Without the split, three transformation features written as
inline scripts would each read contracts_snapshot from S3
independently — three times the S3 request cost and latency.
Source features are trivial; transformations are where the work lives¶
A pass-through source feature's transform() is one line.
This lets code reviewers focus 100% of attention on the
transformation features, where the business logic lives.
Source-feature changes are usually schema updates, not logic.
The DAG shape is self-describing¶
Reading a transformation feature's self.sources dict tells
you its dependencies immediately — no need to scan a 500-line
pipeline script to trace data flow.
Yelp's canonical example¶
From the 2025-02-19 Revenue Data Pipeline post, the pipeline reads:
- Many source snapshot features — one per operational MySQL table (revenue contracts, invoices, products, discounts, fulfillment events, ...).
- Many transformation features — aggregation features (sum of line items per contract), enrichment features (join contract to product catalog), logic features (apply the multi-priority discount UDF per customer), template-mapping features (reshape to REVREC SaaS template).
The DAG converges: many snapshot roots → several transformation layers → a few output features that write the final REVREC- template Parquet to S3.
Composes with¶
- patterns/yaml-declared-feature-dag-topology-inferred
— features are listed as flat nodes in YAML; edges inferred
from each feature's
sources. - concepts/checkpoint-intermediate-dataframe-debugging — feature boundaries are natural checkpoint points for scratch-path materialisation.
- patterns/daily-mysql-snapshot-plus-spark-etl — the source features read MySQL daily snapshots.
Caveats¶
- Not a silver bullet for feature-count sprawl — Yelp's pipeline has 50+ features and the team names this as a maintenance risk. The pattern makes the sprawl visible + more tractable, but doesn't prevent it. Further improvements (feature-team-owned standardised interfaces) are needed at scale.

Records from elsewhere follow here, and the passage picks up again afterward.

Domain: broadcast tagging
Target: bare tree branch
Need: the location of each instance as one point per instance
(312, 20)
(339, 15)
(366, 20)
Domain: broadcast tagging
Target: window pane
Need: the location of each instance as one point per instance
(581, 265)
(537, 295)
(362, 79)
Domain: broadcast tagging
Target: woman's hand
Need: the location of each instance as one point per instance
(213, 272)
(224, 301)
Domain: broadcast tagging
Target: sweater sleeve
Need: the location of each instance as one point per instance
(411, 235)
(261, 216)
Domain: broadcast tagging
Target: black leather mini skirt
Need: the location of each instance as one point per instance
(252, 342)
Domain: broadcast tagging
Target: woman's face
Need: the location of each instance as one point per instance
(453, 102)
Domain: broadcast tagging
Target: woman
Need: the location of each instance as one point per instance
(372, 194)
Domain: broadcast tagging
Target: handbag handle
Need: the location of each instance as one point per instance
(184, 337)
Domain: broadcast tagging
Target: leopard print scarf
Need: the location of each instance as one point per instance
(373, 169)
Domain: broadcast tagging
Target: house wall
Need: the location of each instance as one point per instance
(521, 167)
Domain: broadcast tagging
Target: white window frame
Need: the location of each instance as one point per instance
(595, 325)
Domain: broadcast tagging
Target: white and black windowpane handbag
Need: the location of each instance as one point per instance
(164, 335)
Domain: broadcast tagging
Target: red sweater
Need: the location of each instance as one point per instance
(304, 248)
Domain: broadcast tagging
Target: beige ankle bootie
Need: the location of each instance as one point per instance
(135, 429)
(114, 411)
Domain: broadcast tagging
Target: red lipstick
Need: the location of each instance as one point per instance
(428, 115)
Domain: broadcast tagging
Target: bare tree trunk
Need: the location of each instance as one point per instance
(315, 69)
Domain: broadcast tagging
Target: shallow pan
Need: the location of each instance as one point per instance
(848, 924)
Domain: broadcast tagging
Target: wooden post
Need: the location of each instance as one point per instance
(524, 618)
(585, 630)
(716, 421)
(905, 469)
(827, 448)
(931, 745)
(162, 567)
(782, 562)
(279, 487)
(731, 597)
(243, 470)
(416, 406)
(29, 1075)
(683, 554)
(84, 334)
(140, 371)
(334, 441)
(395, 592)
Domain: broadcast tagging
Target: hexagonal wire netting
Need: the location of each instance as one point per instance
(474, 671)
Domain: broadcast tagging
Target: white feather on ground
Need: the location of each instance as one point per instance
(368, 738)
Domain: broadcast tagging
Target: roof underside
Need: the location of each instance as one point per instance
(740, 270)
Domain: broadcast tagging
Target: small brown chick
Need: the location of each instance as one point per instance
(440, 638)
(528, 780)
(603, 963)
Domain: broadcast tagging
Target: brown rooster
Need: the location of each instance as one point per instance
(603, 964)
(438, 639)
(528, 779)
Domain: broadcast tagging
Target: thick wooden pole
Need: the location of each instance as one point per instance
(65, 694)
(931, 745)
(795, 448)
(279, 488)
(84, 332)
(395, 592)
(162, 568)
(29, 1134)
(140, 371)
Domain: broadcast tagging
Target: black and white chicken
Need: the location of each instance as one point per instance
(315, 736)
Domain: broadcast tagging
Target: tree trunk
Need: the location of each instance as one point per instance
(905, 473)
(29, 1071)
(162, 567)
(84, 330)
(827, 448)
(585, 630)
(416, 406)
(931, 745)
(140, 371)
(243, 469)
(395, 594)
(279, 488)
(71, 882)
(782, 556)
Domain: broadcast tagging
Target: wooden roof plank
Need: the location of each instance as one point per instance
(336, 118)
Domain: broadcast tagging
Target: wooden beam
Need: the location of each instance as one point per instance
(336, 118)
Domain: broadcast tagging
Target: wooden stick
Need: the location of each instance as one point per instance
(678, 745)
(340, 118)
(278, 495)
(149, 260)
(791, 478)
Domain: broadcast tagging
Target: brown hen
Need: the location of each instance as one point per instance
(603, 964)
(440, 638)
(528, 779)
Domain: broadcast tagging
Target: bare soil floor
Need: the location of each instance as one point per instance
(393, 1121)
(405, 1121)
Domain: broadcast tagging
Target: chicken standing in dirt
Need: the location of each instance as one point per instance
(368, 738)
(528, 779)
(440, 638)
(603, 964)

- Requires framework support — the pattern is most valuable
when a runtime framework (Yelp's
spark-etl, or equivalents) handles topological sort + DataFrame passing automatically. Writing the orchestration by hand defeats the benefit. - Source-feature pass-through cost — each feature has class
- method overhead. For micro-pipelines, a monolithic script may be cheaper to write. The pattern pays off at ~5-10+ features.
- Not applicable outside Spark — the source-vs- transformation distinction is idiomatic for dataflow engines. Stream processing (Flink, Kafka Streams) and workflow orchestrators (Airflow, Dagster) have different natural abstractions.
Seen in¶
- sources/2025-02-19-yelp-revenue-automation-series-building-revenue-data-pipeline — canonical wiki instance. Explicit two-category feature taxonomy (source snapshot / transformation) with code examples of each.